37. BÖLÜM: "BIÇAK SIRTI"

1.9M 31.1K 186K
                                    

Bölüm Playlist: Beth Hart – Caught Out In The Rain

Versa – We Are Not What We Say We Are

Ao Haru Ride – I Will (Piano Version)

37. BÖLÜM: "BIÇAK SIRTI"

Kaçmıştım. Ayaklarımın altı parçalarına ayrılana dek, toprağı çamurlaştıran kanın sahipliğini yapan bedenimi rüzgârda yara yara kaçmıştım. Fakat bilmediğim bir şey vardı. Kaçtığım her coğrafyaya kendimi de götürdükten sonra, ne anlamı kalırdı kaçmanın?

Uçurumun açıkta bıraktığı alanda esen sert rüzgâr saçlarımın arasından tırnaklarını geçirirken, elbisenin eteğinin tülleri arkamda uçuşuyordu. Yemyeşil tüller, gecenin karanlığında zifir siyahıydı. Efken arabanın ön camından içeri uzanıp, bir müzik açtı. Tatlı dokunuşlara sahip, sert bir müzikti. Seçimleri kendine benziyordu.

Ay hemen önümüzde duruyordu ve devasal büyüklükteydi. Öyle ki, sanki büyük porselen bir tabaktı ve biz de o tabağın önünde duran karıncalardık.

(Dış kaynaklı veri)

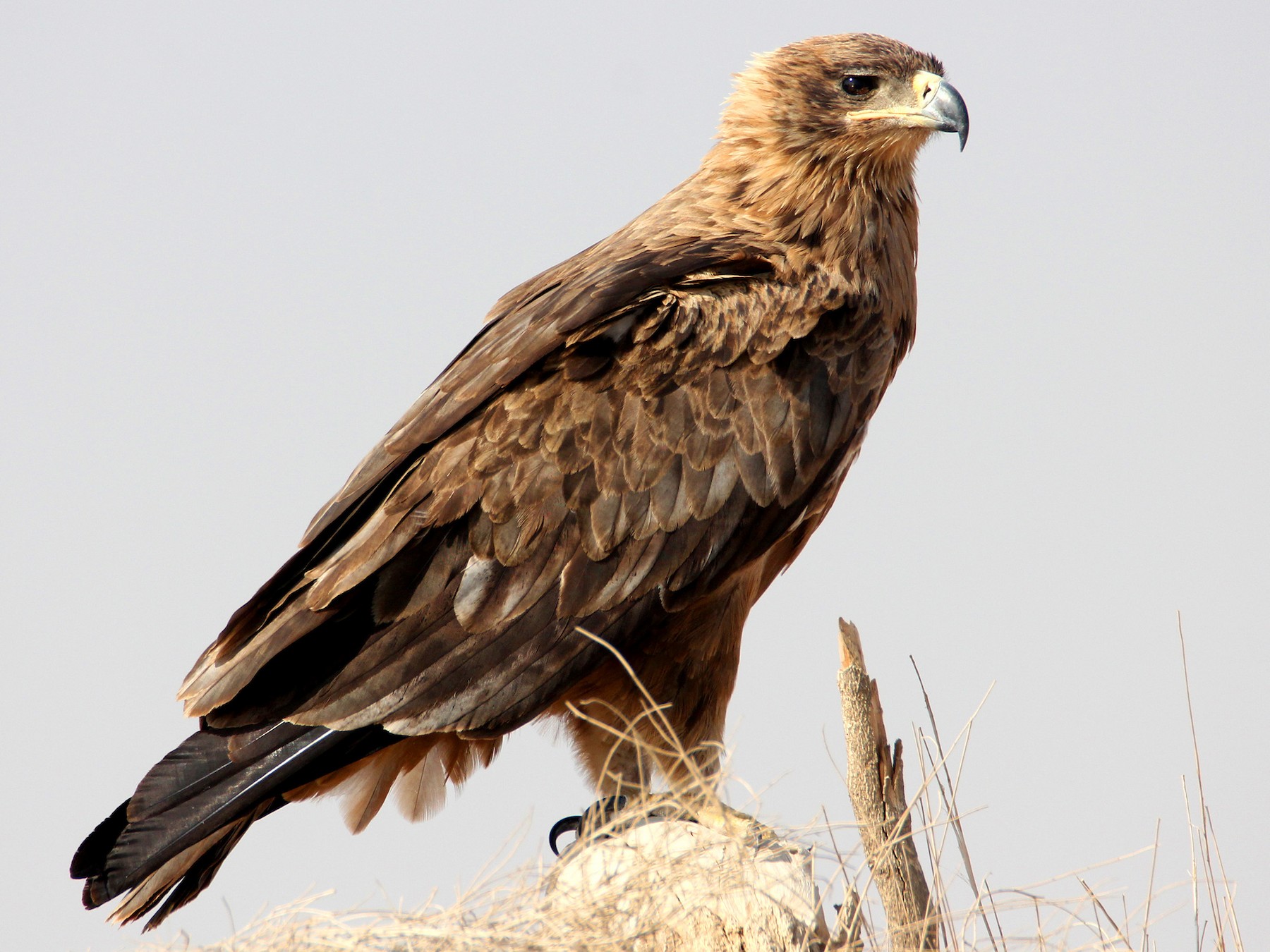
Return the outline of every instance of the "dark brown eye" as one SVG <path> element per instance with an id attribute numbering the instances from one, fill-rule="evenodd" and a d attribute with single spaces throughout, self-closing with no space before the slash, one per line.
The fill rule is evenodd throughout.
<path id="1" fill-rule="evenodd" d="M 843 76 L 842 91 L 848 96 L 862 96 L 878 89 L 876 76 Z"/>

Beyaz yüzeyinin üstünde, koyu gri, siyaha yakın lekeler vardı.

Bana doğru yürürken, uçurumun biraz ilerisinde dikilmiş, kollarımı birbirine bağlamış, rüzgârın yüzüme çarpmasına izin veriyordum. Dağınık topuzum bozulmuş, saçlarım özgür kalmıştı. Özgür kalıp, dalgalanan saçlarım, rüzgârın da etkisiyle koluma çarparak, arkaya doğru uçuşuyordu. Tıpkı elbisemin etekleri gibi.

Gözlerimi kıstım ve yıkımın bana yaklaştırdığı adımları dinlemeye başladım. Ayak sesleri rüzgârın uğultusuna karışmıştı.

Hemen arkamda dikildiğini, saçlarımın arasından enseme ve saç diplerime uğrayan sıcak nefesinden anlayabilmiştim. Simsiyah gölgesinin sırtıma çarpışını da hissediyordum üstelik.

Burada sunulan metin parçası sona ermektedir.